The following is a work of fiction. Here is the Table of Contents, which is updated as new chapters are written.
It is the third in a series of sci-fi novels of the type known as
alternate history. What’s different is that this series takes place in
our time, with characters familiar in your real life.
The first book in the series, The Chinese Century, was written late 2004. Its table of contents is here. The second, The American Diaspora, was written in 2005. The table of contents for that book is here.
The final call to prayer had come and gone. The city waited for what might come.
The night shift guards had settled in at their posts, and the streets of Najaf were quiet. Only the pop-pop-pop of rifle fire and the rat-tat-tat of an AK punctuated the quiet. The people of the city had long-ago grown used to them.
An explosion might wake them, if it were loud enough. But nothing less would do.

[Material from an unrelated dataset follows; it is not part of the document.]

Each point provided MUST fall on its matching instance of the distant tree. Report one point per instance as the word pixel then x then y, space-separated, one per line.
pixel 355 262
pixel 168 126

There was only one unusual sound, on a side street a mile from the Grand Mosque. It was the hum of an air conditioning unit. It protruded from a second-story window, and the observer had noted on the the night before that it didn’t go off. This was unusual in a city where electricity ran for maybe 2-3 hours per day on average, and where gas to run a generator was tightly rationed.
There were two guards downstairs, two more upstairs. The normal route to the target would be to either take out the first two, then rush the stair, or to simply bomb the place, waking the neighbors. There would be collateral damage, and it would be suicide for the attacker. Not that there was anything unusual in that. But these attackers weren’t buying.
The target’s full security services were ready in any case with extra guards across the street, hidden behind thick doors.
The best route was the simplest, but it required patience, and money. This was infiltration. For months now new, competent recruits had been coming into the target’s security team. They had already foiled several assassination attempts and had gained the target’s personal trust. The target didn’t have to know where the attempts were coming from.
Of the four men on guard that night, three were now new and the fourth, at the top of the stairs, was easy to take out with a silencer. Of the men across the street there were divided loyalties, and the added punctuation of money to do nothing.
The two men downstairs listened closely for that sound, that tiny pop, then turned slowly and pounded up the stairs when they heard it. Across the street the attacker’s men worked calmly to convince the others nothing was happening. The three remaining guards then forced the door, took out the target and all those with him, still using silencers, then vanished into the night.
The next day would be louder than the night.
The murder of Moqtada al Sadr would have a powerful effect throughout Iraq. But, Erik Prince felt certain, it would ultimately be a salutory one. By striking at the srong men on all sides, the weak government of Nouri al-Maliki would appear stronger in turn. By striking at the wise men on all sides, he was certain, the government would seem wiser. And this would eventually lead to negotiation, once all sides saw they were losing.
The decaptitation policy of Blackwater DCM violated every rule of warfare, and if the factions became aware of who was behind it, their revenge would be total. No government could engage in such work. Even the CIA was too dumb for such work. “It takes iron balls,” Prince said, “and that’s why we get the big money.”
"Just remember the goal," the man who was paying said quietly, over pork loin and sparkling water. "What we want is balance. We want everyone to want the oil flowing, to keep the arms flowing. If anyone wins, we lose. And we want to know what will happen, before it happens, so we can take advantage of the resulting volatility."
Prince smiled. "And the capital we’re using to take advantage belongs to the same people we’re killing."
"All these hedge funds, these private equity geniuses. They use scale. They use laws. They use knowledge. They use computers. Add a little foreshadowing and you start to get the picture." Cheney smiled.
"What is the picture?" Prince asked.
"It’s coming into focus, and it’s all one. Money, arms, and power are all fungible goods, one easily exchanged for the others. But, having had power, I’ve concluded at the end of the day it’s money which is the trump card. All other assets lead to cash, and the man who has the most cash has the most freedom of action."
"What’s the aim, then?"
"Just that. Freedom of action. Control. A King may want to rule everything, but the wealthiest can even buy a King, and their Kingdom. That’s the world my grandson will grow up in, a world he can own and control. Because I’ll pass it on to him."
"And what will he do with it?" Prince asked. It was the one question Dick Cheney had no answer for, save a grunt and a shrug.